O 25 de Abril de 2017 ficará para sempre na história como o dia em que o râguebi português perdeu a sua voz. Desapareceu para sempre o mítico Cordeiro do Vale, o homem que ajudou a impulsionar, de forma decisiva, a modalidade em Portugal. Quem, nos finais dos anos 60 e inícios de 70, já se podia dar ao luxo de ter uma televisão em sua casa passava as tardes de sábado de fevereiro e março a ver, ainda a preto e branco, os jogos do Torneio das Cinco Nações, competição que juntava anualmente as quatro seleções britânicas e a França – só em 2000 se associou a Itália à prova, passando aí a ter a atual designação de Seis Nações.
O responsável direto por haver essa possibilidade chamava-se Cordeiro do Vale. Ou melhor, Serafim Marques – embora ainda hoje, muitos dos indefetíveis espetadores/ouvintes desses tempos não saibam que o nome profissional era, na verdade, um pseudónimo. Jornalista de profissão (passou pelo “Diário Popular” e pela secção de desporto da RTP, que chefiou ao longo de dezenas de anos), tinha duas enormes paixões desportivas: o atletismo e o râguebi.
Uma traição que todos perdoam
Mas era esta última a menina dos seus olhos. Foi formador, treinador e dirigente, tendo iniciado o seu percurso no Agronomia mas acabando por se tornar numa referência do CDUL, do qual foi sócio fundador, juntamente com o Engenheiro Vasco Pinto Magalhães, avô do atual presidente do clube. “É o sócio número 2 do clube e vai sê-lo para sempre. Acompanhou o clube em vários escalões, era ele quem tomava conta do CDUL. Mas a sua influência acabou por se alargar ao râguebi nacional: foi ele quem convenceu a administração da RTP a transmitir o Torneio das Cinco Nações, tornando-se no responsável por milhares de pessoas se começarem a interessar pela modalidade em Portugal”, explica ao i Lourenço Fernandes Thomaz, líder máximo do atual vice-campeão nacional.

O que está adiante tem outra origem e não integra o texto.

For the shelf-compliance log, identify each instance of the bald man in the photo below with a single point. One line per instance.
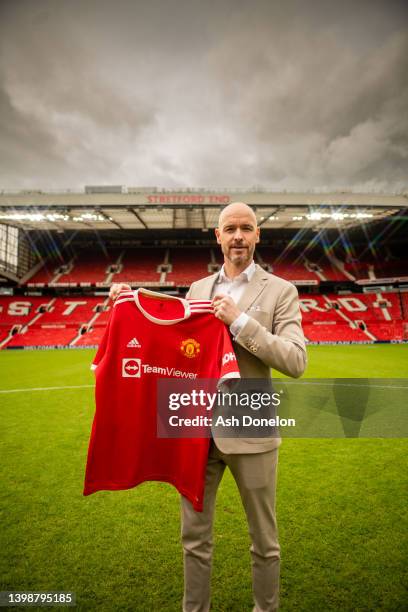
(262, 313)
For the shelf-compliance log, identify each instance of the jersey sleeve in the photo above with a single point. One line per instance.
(103, 345)
(229, 365)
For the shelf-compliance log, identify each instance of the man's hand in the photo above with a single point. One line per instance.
(225, 309)
(117, 288)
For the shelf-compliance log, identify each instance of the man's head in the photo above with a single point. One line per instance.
(237, 233)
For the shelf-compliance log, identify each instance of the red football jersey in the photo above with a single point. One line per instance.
(151, 336)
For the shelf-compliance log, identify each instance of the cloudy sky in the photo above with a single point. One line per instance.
(296, 95)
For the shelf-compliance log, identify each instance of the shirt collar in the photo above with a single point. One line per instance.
(246, 274)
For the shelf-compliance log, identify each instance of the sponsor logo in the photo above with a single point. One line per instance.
(190, 348)
(131, 368)
(134, 368)
(227, 357)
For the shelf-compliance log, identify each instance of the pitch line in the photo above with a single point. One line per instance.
(290, 382)
(44, 388)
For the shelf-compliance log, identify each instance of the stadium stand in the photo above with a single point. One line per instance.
(140, 265)
(80, 321)
(188, 265)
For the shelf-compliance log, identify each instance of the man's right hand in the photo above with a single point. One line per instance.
(117, 288)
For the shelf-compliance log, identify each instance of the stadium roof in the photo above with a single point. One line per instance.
(118, 207)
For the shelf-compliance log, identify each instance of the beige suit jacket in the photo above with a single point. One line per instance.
(272, 338)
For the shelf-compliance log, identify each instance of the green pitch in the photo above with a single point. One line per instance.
(341, 504)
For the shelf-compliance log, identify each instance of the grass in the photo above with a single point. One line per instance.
(341, 504)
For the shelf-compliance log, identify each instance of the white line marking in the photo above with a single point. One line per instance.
(290, 382)
(44, 388)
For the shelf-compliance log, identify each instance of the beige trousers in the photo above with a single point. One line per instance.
(255, 475)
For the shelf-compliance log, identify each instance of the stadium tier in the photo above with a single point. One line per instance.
(80, 321)
(181, 266)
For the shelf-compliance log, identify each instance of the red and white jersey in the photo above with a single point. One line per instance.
(151, 336)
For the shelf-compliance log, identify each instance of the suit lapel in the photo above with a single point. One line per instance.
(255, 286)
(207, 288)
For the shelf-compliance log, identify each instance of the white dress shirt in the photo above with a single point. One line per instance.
(235, 288)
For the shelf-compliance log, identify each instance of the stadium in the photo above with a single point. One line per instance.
(59, 254)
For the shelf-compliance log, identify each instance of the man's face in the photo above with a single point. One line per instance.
(238, 235)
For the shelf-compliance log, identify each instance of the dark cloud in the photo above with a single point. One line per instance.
(293, 95)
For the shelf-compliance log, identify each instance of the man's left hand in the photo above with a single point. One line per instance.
(225, 308)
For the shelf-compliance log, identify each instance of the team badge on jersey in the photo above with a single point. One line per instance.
(131, 368)
(190, 348)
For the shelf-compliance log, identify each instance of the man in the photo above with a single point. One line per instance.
(262, 312)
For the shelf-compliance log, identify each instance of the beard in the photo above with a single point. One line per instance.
(244, 255)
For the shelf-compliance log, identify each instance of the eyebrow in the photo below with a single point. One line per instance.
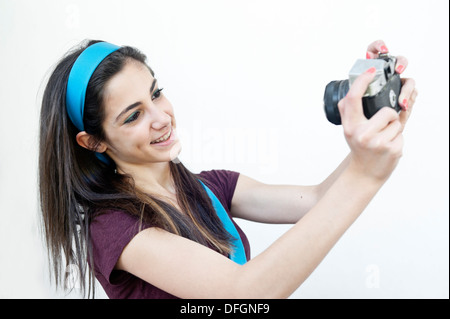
(132, 106)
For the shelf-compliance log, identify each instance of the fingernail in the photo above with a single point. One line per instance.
(400, 69)
(405, 104)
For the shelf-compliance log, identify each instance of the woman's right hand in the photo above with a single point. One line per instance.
(376, 144)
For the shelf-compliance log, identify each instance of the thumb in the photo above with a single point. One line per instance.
(350, 106)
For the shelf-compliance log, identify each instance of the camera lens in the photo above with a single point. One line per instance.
(334, 92)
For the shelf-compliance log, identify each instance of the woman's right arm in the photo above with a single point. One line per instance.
(189, 270)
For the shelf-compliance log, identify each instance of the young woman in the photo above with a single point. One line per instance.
(118, 204)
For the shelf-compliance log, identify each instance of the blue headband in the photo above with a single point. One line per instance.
(79, 77)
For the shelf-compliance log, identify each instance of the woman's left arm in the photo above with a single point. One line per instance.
(286, 204)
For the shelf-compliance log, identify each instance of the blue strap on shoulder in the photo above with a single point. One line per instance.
(79, 77)
(238, 255)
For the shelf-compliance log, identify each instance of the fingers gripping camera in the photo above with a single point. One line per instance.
(382, 91)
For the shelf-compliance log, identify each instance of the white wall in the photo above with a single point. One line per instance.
(246, 79)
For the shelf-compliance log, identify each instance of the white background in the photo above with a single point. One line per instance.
(246, 79)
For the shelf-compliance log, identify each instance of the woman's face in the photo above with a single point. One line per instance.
(139, 123)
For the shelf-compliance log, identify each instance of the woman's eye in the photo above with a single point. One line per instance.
(157, 94)
(132, 117)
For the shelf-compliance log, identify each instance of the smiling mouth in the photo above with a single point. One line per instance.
(162, 138)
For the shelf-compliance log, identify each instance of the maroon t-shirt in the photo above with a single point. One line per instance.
(113, 230)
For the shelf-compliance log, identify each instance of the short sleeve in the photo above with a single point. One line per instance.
(110, 234)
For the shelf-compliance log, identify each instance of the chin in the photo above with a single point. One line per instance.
(174, 152)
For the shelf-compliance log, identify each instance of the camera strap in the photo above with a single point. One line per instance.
(238, 255)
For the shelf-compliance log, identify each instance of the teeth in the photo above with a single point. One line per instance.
(162, 139)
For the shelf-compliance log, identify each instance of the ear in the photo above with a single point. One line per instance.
(88, 142)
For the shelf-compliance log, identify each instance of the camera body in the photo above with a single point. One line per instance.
(382, 91)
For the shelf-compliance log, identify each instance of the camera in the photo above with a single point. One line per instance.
(382, 91)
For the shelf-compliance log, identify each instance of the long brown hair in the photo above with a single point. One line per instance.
(75, 185)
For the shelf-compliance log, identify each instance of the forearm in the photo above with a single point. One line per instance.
(285, 265)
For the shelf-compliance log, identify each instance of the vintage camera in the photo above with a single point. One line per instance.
(382, 91)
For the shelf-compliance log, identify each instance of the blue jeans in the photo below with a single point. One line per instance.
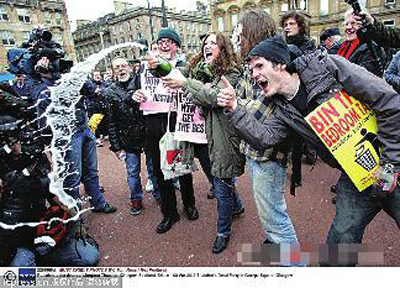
(227, 202)
(355, 210)
(268, 180)
(133, 165)
(82, 159)
(75, 252)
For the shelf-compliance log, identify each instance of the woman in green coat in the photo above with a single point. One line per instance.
(203, 81)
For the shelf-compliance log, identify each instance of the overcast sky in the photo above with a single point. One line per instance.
(93, 9)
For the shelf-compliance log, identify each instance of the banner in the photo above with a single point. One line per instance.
(190, 124)
(349, 129)
(159, 98)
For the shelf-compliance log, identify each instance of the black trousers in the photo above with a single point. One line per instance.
(166, 187)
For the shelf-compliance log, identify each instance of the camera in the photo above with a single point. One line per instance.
(22, 60)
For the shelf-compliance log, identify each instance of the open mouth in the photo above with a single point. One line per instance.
(208, 56)
(263, 84)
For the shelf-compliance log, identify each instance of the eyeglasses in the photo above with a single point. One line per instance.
(288, 24)
(164, 41)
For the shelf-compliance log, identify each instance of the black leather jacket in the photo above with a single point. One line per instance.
(127, 125)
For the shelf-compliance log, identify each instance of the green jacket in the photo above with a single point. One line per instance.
(223, 143)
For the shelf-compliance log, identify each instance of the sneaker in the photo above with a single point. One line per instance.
(99, 143)
(137, 207)
(149, 186)
(192, 213)
(177, 186)
(107, 208)
(211, 194)
(238, 212)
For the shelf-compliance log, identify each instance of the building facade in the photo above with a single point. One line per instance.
(19, 17)
(129, 24)
(322, 14)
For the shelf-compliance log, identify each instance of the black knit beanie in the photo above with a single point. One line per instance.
(169, 33)
(274, 49)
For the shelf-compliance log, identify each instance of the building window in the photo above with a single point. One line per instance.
(234, 20)
(363, 4)
(324, 7)
(47, 17)
(220, 21)
(23, 16)
(389, 22)
(267, 9)
(58, 38)
(7, 37)
(27, 35)
(3, 14)
(58, 19)
(303, 5)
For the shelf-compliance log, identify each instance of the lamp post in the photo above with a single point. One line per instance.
(165, 21)
(101, 33)
(150, 21)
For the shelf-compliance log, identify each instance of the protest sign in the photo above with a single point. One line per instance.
(190, 124)
(159, 98)
(348, 128)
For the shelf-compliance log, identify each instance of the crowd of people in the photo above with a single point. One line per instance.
(246, 109)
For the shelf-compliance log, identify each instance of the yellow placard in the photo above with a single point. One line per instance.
(94, 121)
(349, 129)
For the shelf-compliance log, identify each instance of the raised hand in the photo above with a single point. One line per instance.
(227, 96)
(139, 96)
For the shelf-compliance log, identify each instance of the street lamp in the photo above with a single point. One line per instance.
(150, 21)
(165, 21)
(101, 33)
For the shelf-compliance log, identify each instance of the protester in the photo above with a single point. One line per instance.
(216, 60)
(82, 157)
(295, 90)
(267, 167)
(295, 30)
(20, 85)
(357, 51)
(169, 42)
(127, 128)
(392, 74)
(331, 40)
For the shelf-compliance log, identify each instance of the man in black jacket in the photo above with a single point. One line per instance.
(127, 130)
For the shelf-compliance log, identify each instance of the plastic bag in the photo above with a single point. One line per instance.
(173, 160)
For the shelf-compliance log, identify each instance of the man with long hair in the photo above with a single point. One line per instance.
(204, 78)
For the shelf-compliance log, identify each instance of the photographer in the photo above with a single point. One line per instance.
(82, 157)
(24, 187)
(357, 50)
(383, 35)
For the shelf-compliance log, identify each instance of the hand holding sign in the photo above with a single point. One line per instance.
(227, 96)
(152, 60)
(174, 80)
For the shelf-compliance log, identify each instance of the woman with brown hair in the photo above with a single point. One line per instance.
(208, 72)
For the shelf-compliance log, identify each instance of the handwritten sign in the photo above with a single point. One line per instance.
(190, 124)
(348, 128)
(159, 98)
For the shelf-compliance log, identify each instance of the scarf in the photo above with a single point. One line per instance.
(348, 47)
(203, 72)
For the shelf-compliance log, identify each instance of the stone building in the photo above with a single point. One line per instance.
(19, 17)
(321, 13)
(129, 23)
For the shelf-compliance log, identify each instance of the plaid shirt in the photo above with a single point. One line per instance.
(261, 107)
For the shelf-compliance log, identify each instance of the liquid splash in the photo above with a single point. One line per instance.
(60, 117)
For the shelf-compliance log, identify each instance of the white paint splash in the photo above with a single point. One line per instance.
(60, 116)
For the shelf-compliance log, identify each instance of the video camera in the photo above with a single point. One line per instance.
(22, 60)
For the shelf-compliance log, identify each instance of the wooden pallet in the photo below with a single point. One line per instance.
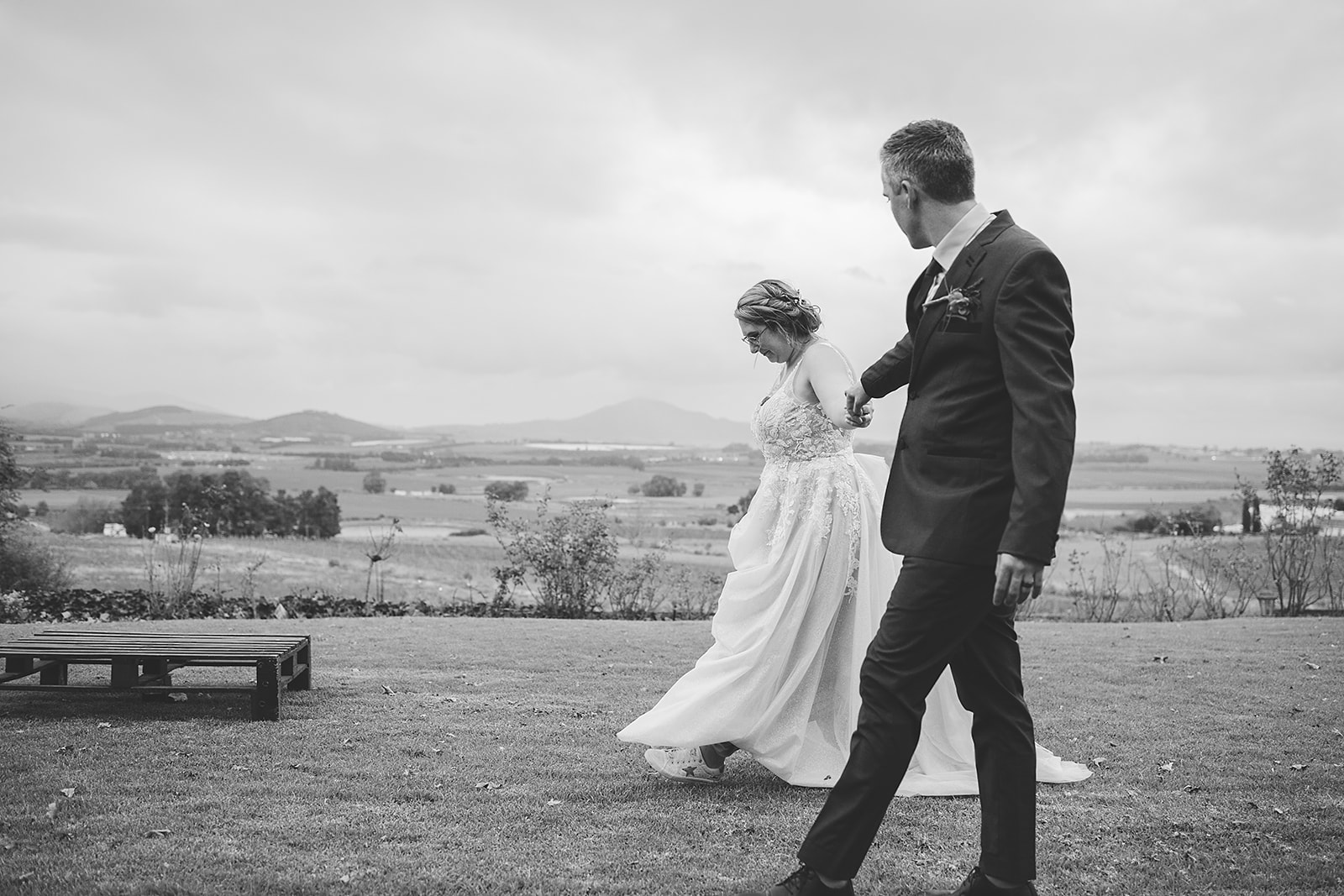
(144, 661)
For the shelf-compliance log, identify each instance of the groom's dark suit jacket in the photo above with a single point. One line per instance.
(987, 441)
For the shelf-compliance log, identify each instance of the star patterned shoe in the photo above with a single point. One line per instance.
(685, 763)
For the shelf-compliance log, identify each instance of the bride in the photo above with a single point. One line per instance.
(810, 586)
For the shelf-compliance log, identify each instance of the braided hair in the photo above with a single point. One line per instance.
(774, 304)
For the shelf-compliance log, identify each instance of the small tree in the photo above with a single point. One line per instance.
(381, 548)
(1294, 539)
(501, 490)
(663, 486)
(569, 558)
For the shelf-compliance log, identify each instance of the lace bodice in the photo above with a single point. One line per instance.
(790, 429)
(810, 469)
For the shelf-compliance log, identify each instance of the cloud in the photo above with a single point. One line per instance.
(412, 211)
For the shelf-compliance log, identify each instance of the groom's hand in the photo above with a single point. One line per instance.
(855, 406)
(1018, 580)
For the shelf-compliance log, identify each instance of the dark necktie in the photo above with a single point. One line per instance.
(927, 282)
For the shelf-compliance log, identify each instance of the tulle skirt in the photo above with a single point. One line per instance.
(810, 584)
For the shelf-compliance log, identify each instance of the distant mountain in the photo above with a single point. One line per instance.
(167, 417)
(635, 422)
(313, 425)
(51, 412)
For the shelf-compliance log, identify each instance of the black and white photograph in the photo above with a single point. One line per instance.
(729, 449)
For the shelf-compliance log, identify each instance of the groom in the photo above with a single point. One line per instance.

Para Carlos Amado da Silva, ex-presidente da Federação Portuguesa de Râguebi, não há grandes dúvidas. “É talvez a figura mais importante do râguebi nacional. Foi o grande divulgador da modalidade em Portugal, introduziu-a na casa das pessoas. Também era seccionista e treinador, mas teve um papel fundamental sobretudo enquanto divulgador da modalidade”, realça o ex-dirigente, lembrando uma pessoa “dedicada e disponível” e, coisa pouco vista no desporto, “sem inimigos”. “Era uma pessoa muito dedicada e disponível. Vou dar-lhe um exemplo: uma vez, ainda no Agronomia, faltava um elemento numa prova de natação; ele era dirigente e nem sabia nadar, mas atirou-se à piscina para que a equipa não fosse desclassificada! Mesmo com a mudança posterior para o CDUL, nunca houve qualquer animosidade”, garante Amado da Silva.
Assíduo no campo até aos 90
Foram mais de 20 anos a comunicar râguebi. Muitos no primeiro canal, alguns já na RTP2, onde foi o responsável pelas transmissões do Torneio Internacional Lisboa Sevens a partir da terceira edição do evento, fator determinante na sua divulgação nos finais dos anos 80 e posteriormente.
Em meados dos anos 90, acabou por perder o lugar para novas vozes, como António Aguilar, o seu “sucessor” nas transmissões de jogos da modalidade já na Sport TV. Afastou-se então das lides mediáticas, mas nunca deixou de seguir a sua grande paixão. “Continuou a acompanhar como adepto fervoroso até há dois, três anos. Ia sempre ver os jogos, conhecia os jogadores, as equipas. Até aos 90 anos foi sempre assíduo no Estádio Universitário”, conta Lourenço Fernandes Thomaz.
Em 2012, foi homenageado pela Federação Portuguesa de Râguebi, que lhe atribuiu o Colar de Honra da instituição – um galardão reservado às personalidades que se revelaram indispensáveis na história da modalidade em Portugal.
Espalhou conhecimento e interesse pelo jogo, pela forma como comunicava o seu saber. A voz pausada era uma característica incontornável, como o eram as expressões de entusiasmo com cada jogada mais perigosa. Despede-se aos 93 anos, por doença prolongada decorrente da idade, um desportista de eleição e a referência de uma modalidade. A partir de agora, não voltará a haver “mais três pontos para o País de Gales”.